スズキが2030年度までに日本へ導入するEVは6車種[スズキが2023年1月26日に開催した「2030年度に向けた成長戦略説明会」発表資料より]

 スズキの成長戦略にむけた会見資料によると、すでにEVシフトが急激に進んでいる欧州では、2024年度からEVを初導入するとし、2030年度までにEV5モデルを投入。
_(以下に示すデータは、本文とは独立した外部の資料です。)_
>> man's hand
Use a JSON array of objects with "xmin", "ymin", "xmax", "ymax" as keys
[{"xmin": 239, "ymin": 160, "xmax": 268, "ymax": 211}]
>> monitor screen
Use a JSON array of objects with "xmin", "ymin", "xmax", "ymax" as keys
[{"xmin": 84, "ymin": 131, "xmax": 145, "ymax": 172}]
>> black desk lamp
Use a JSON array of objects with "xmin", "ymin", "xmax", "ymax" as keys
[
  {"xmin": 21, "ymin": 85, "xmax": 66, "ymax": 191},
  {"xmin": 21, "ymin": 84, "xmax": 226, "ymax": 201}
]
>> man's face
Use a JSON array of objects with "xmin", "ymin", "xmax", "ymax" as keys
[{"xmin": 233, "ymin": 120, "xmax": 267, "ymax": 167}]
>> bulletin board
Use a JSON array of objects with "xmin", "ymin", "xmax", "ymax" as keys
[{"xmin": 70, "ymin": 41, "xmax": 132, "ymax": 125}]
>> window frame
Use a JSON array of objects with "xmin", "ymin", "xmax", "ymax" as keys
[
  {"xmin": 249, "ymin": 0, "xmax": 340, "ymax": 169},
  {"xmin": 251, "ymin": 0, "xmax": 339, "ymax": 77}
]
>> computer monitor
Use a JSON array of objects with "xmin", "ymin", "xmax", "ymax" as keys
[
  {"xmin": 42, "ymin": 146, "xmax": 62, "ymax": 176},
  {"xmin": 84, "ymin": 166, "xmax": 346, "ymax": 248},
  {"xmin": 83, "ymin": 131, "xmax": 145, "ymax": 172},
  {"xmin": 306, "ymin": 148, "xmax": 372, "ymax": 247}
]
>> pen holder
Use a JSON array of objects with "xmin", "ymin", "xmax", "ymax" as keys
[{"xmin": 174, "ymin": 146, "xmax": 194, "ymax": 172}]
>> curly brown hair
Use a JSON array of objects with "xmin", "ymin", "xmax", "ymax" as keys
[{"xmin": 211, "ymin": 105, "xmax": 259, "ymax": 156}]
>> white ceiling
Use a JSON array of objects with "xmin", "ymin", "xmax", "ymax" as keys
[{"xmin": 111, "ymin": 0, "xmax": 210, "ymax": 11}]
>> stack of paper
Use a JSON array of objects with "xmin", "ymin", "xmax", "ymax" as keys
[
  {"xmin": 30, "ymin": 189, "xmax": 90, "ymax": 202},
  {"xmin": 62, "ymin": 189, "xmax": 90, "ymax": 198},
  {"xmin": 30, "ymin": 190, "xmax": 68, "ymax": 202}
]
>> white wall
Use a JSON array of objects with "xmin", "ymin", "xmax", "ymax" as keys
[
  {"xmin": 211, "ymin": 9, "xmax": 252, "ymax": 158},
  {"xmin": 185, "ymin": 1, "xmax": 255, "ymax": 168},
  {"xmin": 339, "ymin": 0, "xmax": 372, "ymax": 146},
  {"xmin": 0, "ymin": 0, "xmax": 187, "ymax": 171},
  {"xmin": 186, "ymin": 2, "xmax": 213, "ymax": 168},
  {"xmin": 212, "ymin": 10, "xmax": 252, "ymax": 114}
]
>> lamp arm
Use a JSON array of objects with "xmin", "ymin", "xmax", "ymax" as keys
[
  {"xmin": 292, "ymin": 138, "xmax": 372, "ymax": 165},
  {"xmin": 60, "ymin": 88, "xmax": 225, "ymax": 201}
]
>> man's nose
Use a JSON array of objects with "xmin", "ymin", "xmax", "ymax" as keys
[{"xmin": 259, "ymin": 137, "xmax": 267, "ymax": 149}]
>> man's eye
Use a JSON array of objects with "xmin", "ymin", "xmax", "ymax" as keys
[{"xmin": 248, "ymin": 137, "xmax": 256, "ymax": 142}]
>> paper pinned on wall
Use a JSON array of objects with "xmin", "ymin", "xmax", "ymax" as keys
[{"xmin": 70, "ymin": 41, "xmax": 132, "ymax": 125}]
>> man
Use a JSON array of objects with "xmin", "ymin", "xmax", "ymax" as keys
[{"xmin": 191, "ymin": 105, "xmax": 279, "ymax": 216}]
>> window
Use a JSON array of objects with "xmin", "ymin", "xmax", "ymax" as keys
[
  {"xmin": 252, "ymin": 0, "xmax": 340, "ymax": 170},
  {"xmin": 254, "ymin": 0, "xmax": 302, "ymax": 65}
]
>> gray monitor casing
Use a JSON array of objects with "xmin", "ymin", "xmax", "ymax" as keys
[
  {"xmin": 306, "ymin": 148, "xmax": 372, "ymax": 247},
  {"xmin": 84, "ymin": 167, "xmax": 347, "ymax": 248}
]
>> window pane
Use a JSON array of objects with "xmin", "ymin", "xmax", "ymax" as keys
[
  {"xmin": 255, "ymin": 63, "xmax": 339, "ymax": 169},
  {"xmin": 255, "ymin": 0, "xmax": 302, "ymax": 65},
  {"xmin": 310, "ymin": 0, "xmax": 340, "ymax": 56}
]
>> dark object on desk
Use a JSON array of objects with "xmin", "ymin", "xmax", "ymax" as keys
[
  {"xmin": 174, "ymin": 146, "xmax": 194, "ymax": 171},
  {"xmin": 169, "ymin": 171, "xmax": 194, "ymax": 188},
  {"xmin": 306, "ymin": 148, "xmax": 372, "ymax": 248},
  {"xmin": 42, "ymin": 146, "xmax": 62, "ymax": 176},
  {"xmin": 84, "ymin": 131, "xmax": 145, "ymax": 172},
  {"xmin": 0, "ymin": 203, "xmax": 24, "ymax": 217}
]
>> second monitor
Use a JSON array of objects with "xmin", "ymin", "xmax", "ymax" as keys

パワートレイン比率でEV80%を目指します。

 一方最重要国のインドでは、EVの導入開始は2024年度で、2030年度までに6モデル(パワートレイン比率の15%)としています。

 そして日本では、EVの導入開始は欧州やインドより1年早い2023年で、まず軽商用EVを皮切りに、2030年度までに6モデル、パワートレイン比率の20%(乗用車のみ)という数字を公表しました。

 残りの80%もハイブリッド車とし、新型ハイブリッドシステムも開発していくとしています。

 資料で公開されたクルマのシルエットで、日本導入予定の6モデルを予想してみましょう。

 軽では、商用EVと乗用EV、登録車では小型EV、小型SUV、中小型クロスオーバー、そして中型クロスオーバーといったイメージが描かれています。

 スズキのEVモデルについては、インドで2023年1月開催のオートエキスポ2023でコンセプトモデル「eVX」が世界戦略EVとして登場していますが、これが今回シルエットにあった日本向け中型クロスオーバーなのかもしれません。

 その他のモデルについても当然、「eVX」を含めてトヨタとの協業が前提にあることは確かです。

 そのうえで、鈴木社長は「トヨタから技術アドバイスを受けているが、スズキがEV技術を習得していくなかで、トヨタ側にいわれっぱなしでは、スズキの存在価値はない」とキッパリと言い切り、トヨタとEV開発について切磋琢磨をしていく姿勢を明確に示しました。

 そして、スズキの真骨頂である軽については「(全ての)軽自動車が(早い時期に)EVになるとは思えない」という考えです。

 なぜならば、軽自動車は様々な人たちが日常生活や仕事で使う「生活車」であるためだといいます。

 軽自動車には様々な需要や使われ方があり、それを一律、EVに切り換えることは現実的ではないという発想からの発言だと思います。

 そのうえで鈴木社長は言葉を選びながら「EVがお客様を選ぶという感覚も大事ではないか」といいます。

 つまり、全てのユーザーの要求に合うようなEVを、今の軽自動車のようなイメージで商品化することは難しく、使い方をある程度限定させる前提とすることが、軽EVとしての当面の役割ではないか、という意味合いだと筆者は受け止めました。

 さらに、鈴木社長は「EVの第一弾、第二弾、そして第三弾とお客様と一緒に(段階的に)EVを育てていきたい」と表現しています。

 軽EVの価格については「(お客様としては)価格は安い方がいい。(近年導入している)軽自動車に対する(価格イメージの)リミットは200万円が基準」として、「100万円台に抑える必要があるが、(想定以上に電池価格が下がってきておらず、そうした新車価格にするための)ハードルは高い」と、胸のうちを明かしています。

 また、EVで重要な充電インフラについては「自宅での充電が基本だが、全国に120万カ所は必要」という個人的な見解を述べています。

 そのほか、サブスクリプションモデル以外で、新車EVを販売しない形式での事業構築についても、「所有から共有」という観点で営業部門と協議を進めていることを明らかにしています。

 現在、スズキ車の国内保有総数は1070万台。

 これが今後、どのタイミングで、そのようにEVシフトしていくのでしょうか。

 鈴木社長は会見の中で何度も、EV普及について「適材適所」という言葉を使っていたことが印象的でした。